E3_load_Chla_0 <- OTB_corr( x = loads, y = pcwq2, 'TN load', 'Chla', 'OTB watershed', 'E3',
log = TRUE, delay = 0 )
E3_load_Chla_1 <- OTB_corr( x = loads, y = pcwq2, 'TN load', 'Chla', 'OTB watershed', 'E3',
log = TRUE, delay = 1 )
E3_load_Chla_2 <- OTB_corr( x = loads, y = pcwq2, 'TN load', 'Chla', 'OTB watershed', 'E3',
log = TRUE, delay = 2 )
E4_load_Chla_0 <- OTB_corr( x = loads, y = pcwq2, 'TN load', 'Chla', 'OTB watershed', 'E4',
log = TRUE, delay = 0 )
E4_load_Chla_1 <- OTB_corr( x = loads, y = pcwq2, 'TN load', 'Chla', 'OTB watershed', 'E4',
log = TRUE, delay = 1 )
E4_load_Chla_2 <- OTB_corr( x = loads, y = pcwq2, 'TN load', 'Chla', 'OTB watershed', 'E4',
log = TRUE, delay = 2 )
E5_load_Chla_0 <- OTB_corr( x = loads, y = pcwq2, 'TN load', 'Chla', 'OTB watershed', 'E5',
log = TRUE, delay = 0 )
E5_load_Chla_1 <- OTB_corr( x = loads, y = pcwq2, 'TN load', 'Chla', 'OTB watershed', 'E5',
log = TRUE, delay = 1 )
E5_load_Chla_2 <- OTB_corr( x = loads, y = pcwq2, 'TN load', 'Chla', 'OTB watershed', 'E5',
log = TRUE, delay = 2 )
This section explores relationships between log10-transformed chlorophyll-a concentrations and Secchi depths within the three OTB sub-segments compartmentalized by the Courtney Campbell, Howard Frankland, and Gandy Blvd causeways/bridges, using data collected by EPC at fixed monitoring locations between 2000 and 2023. Following Greening & Janicki (2016), the variables are log-transformed prior to analysis. When interpreting these results, it is important to consider that the Secchi data contain a substantial number of records in which the Secchi depth equals the total depth (i.e., the Secchi disk was visible at bottom). In these cases, the reported Secchi depth is not necessarily a reliable proxy of water clarity (e.g., in shallow areas), and the presence of these records may bias the regression results.

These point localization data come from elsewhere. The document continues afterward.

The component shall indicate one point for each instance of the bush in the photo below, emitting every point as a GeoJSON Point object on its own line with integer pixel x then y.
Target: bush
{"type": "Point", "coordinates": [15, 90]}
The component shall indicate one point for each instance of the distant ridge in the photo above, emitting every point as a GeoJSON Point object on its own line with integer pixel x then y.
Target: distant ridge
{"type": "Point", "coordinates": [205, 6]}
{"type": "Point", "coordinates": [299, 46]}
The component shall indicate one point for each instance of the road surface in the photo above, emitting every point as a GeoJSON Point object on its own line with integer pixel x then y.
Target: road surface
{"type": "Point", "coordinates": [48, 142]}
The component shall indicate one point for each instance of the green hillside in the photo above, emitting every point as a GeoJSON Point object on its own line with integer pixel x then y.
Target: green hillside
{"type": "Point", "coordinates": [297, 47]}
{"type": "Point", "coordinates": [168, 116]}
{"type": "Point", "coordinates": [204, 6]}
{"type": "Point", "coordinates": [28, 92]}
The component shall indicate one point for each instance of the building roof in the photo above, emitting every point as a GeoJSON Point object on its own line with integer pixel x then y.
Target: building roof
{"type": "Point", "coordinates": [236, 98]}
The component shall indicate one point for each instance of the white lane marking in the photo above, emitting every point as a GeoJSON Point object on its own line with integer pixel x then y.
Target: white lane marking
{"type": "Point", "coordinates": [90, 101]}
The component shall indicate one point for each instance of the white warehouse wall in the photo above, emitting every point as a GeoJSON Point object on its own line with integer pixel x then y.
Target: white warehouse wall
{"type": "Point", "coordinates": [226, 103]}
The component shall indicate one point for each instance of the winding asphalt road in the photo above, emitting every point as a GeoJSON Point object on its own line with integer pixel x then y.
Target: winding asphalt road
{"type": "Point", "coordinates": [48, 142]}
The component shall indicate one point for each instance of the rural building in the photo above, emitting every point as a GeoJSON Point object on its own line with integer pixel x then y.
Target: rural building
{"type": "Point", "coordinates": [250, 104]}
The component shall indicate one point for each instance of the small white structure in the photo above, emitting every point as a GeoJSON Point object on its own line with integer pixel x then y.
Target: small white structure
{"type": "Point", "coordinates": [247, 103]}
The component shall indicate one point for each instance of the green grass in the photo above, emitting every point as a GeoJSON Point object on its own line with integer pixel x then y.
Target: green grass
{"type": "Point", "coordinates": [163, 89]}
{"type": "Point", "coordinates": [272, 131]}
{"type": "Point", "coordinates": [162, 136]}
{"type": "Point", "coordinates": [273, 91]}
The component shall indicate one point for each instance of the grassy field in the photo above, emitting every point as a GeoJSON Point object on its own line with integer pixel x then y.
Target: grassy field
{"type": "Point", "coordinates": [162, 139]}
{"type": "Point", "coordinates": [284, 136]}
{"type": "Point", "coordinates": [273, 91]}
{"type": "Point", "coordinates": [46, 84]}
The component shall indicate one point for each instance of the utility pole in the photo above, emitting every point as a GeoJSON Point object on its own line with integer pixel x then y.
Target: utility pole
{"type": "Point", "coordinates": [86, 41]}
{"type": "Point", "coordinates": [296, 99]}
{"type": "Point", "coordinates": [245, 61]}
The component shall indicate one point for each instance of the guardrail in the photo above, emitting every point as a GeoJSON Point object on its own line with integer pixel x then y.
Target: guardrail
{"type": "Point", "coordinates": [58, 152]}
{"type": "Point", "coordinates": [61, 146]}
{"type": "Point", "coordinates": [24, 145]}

All three OTB compartments show significant negative correlations at
delays of zero and one month (first and second columns), with a maximum
R2 value of 0.38. The magnitudes of the slopes and the R2 values both
decrease between delay=0 and delay=1. And in
each case, the data exhibit substantial scatter around the regression
line, indicating that any given chlorophyll concentration is typically
associated with a large range of Secchi values. At a delay of two months
(third column), none of the OTB compartments shows a significant
correlation. Although not visualized below, the diagnostics for each
model indicate that the residuals are homoskedastic and approximately
Gaussian.
par(mfrow=c(3,3))
# models
epc1_Chla_Secchi_0 <- OTB_corr( x = epc1, y = epc1, 'Chla', 'Secchi',
'North CC', log = TRUE, delay = 0 )
epc1_Chla_Secchi_1 <- OTB_corr( x = epc1, y = epc1, 'Chla', 'Secchi',
'North CC', log = TRUE, delay = 1 )
epc1_Chla_Secchi_2 <- OTB_corr( x = epc1, y = epc1, 'Chla', 'Secchi',
'North CC', log = TRUE, delay = 2 )
# models
epc2_Chla_Secchi_0 <- OTB_corr( x = epc2, y = epc2, 'Chla', 'Secchi',
'HF-CC', log = TRUE, delay = 0 )
epc2_Chla_Secchi_1 <- OTB_corr( x = epc2, y = epc2, 'Chla', 'Secchi',
'HF-CC', log = TRUE, delay = 1 )
epc2_Chla_Secchi_2 <- OTB_corr( x = epc2, y = epc2, 'Chla', 'Secchi',
'HF-CC', log = TRUE, delay = 2 )
# models
epc3_Chla_Secchi_0 <- OTB_corr( x = epc3, y = epc3, 'Chla', 'Secchi',
'GB-HF', log = TRUE, delay = 0 )
epc3_Chla_Secchi_1 <- OTB_corr( x = epc3, y = epc3, 'Chla', 'Secchi',
'GB-HF', log = TRUE, delay = 1 )
epc3_Chla_Secchi_2 <- OTB_corr( x = epc3, y = epc3, 'Chla', 'Secchi',
'GB-HF', log = TRUE, delay = 2 )
Next, we explore whether nitrogen-chlorophyll and chlorophyll-Secchi relationships have changed over time across OTB sub-segments.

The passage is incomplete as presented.